Trim the longer 'gauge' wire supports to about 3-4" below the board bottom, and 'round-off - smooth - blunt - deburr' the cut ends,... you might poke a nasty flesh wound otherwise... heh... ouch....hurts.
The stick wire rods are secured with 'heat shrink' tube, pressed tight against the bottom while still hot. Score some horizontal grooves in the projecting metal rods, for the Heat Shrink to 'mold' with, preventing slippage... It will take abut 3 - 4 layers of 'shrink' to form a 'secure' 'nut'... ...again, avoid excessive heat on the board composite itself.Spread the two protruding wires apart slightly at the board.,.,. and make sure the 'shrink / spread' process holds the gauge tightly.
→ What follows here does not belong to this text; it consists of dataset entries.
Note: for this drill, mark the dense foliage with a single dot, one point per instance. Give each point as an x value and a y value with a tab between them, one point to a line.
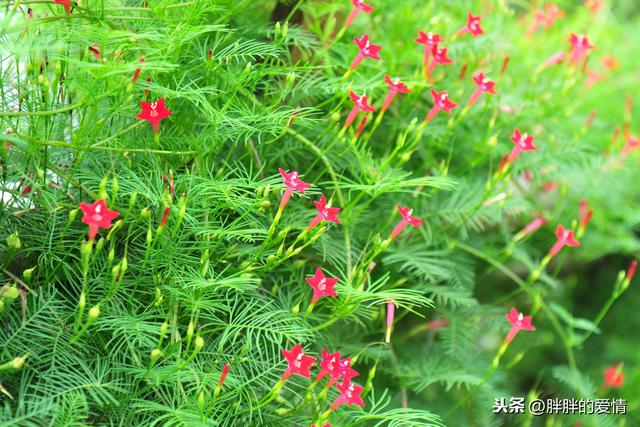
204	269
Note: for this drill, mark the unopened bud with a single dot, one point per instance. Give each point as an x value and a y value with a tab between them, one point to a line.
190	329
18	363
94	312
13	241
164	327
28	273
199	343
11	292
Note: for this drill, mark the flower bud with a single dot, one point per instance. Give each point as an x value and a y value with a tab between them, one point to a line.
190	329
17	363
199	343
94	312
201	401
164	327
28	273
13	241
11	292
159	297
132	199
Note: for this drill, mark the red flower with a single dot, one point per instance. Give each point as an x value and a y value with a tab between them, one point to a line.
358	6
95	49
65	3
442	102
395	86
336	367
165	215
613	376
440	57
472	26
361	103
553	14
367	50
136	73
594	5
322	285
518	322
530	228
523	142
223	375
298	362
346	371
632	270
483	85
391	313
554	60
329	365
154	112
633	143
580	47
349	394
97	215
324	213
429	40
407	218
565	238
293	183
585	214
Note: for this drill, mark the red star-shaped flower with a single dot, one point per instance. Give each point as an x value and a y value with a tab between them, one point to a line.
361	103
324	213
329	365
472	26
565	238
322	285
613	376
154	112
358	6
585	214
350	393
66	4
483	85
523	142
440	57
441	103
580	47
298	362
97	215
429	39
407	218
292	181
395	86
367	50
518	321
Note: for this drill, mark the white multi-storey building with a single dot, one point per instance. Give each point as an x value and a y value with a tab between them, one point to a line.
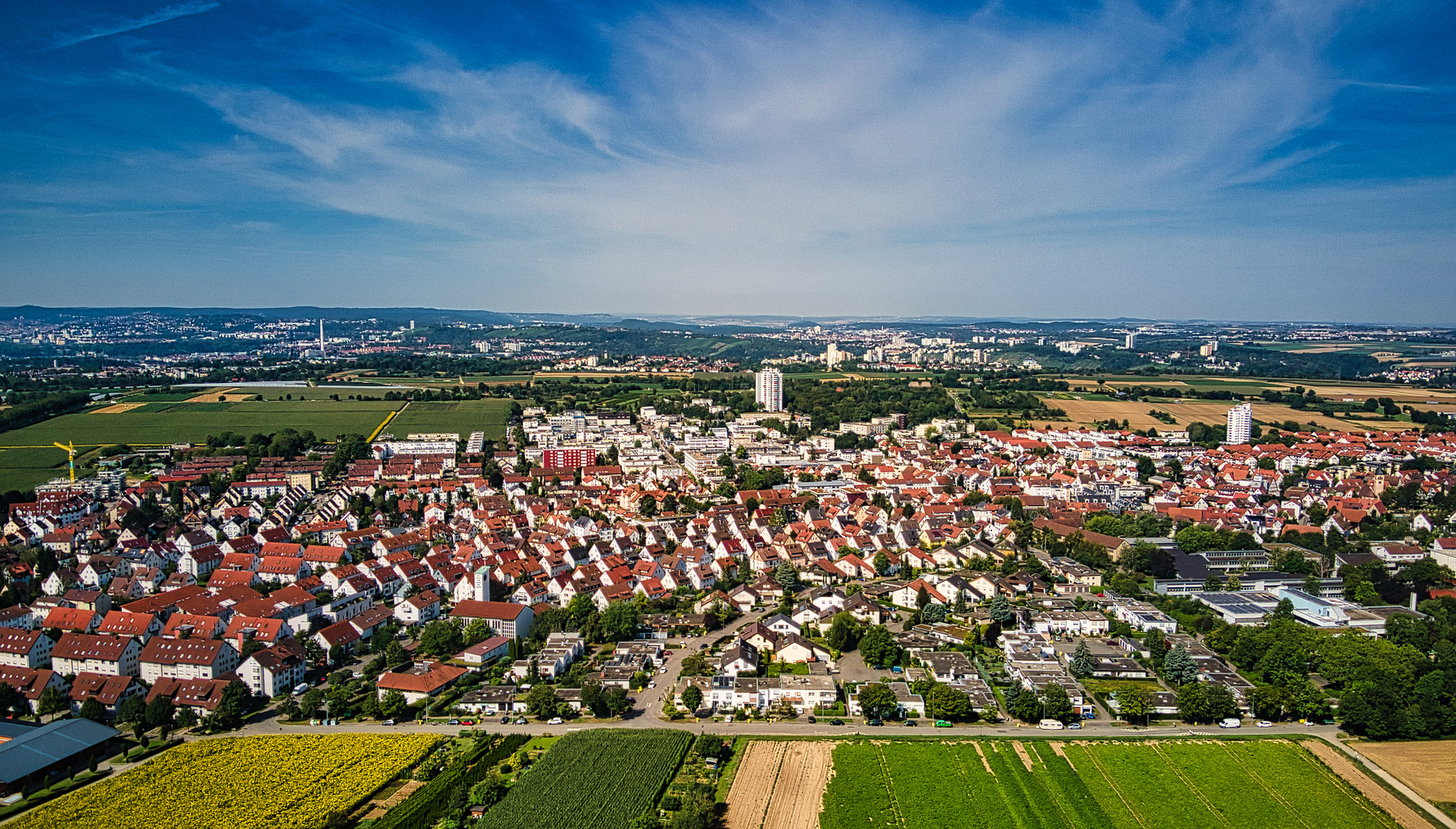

The 'shrink' layers are easily removed with a sharp blade if necessary in the future...
The Support and Gauge are secured together with 'wire ties', in this case. Don't over-tighten... just 'firm'... don't 'bend' the gauge material.
A couple of 'spirit' levels are attached to this build... much more convenient than a 'hand carried'...., especially when the assembly may shift at times over the season...
One Final Thing
To minimize the UV and Environmental effects, prolonging both the life, and presentation of your hard-earned gauge use "303 Aerospace Protectant' all over the assembly. Follow instructions. Well Worth The Added Cost, since it will also help such things as CoCoRaHS and similar rain gauges, ISS assemblies, etc.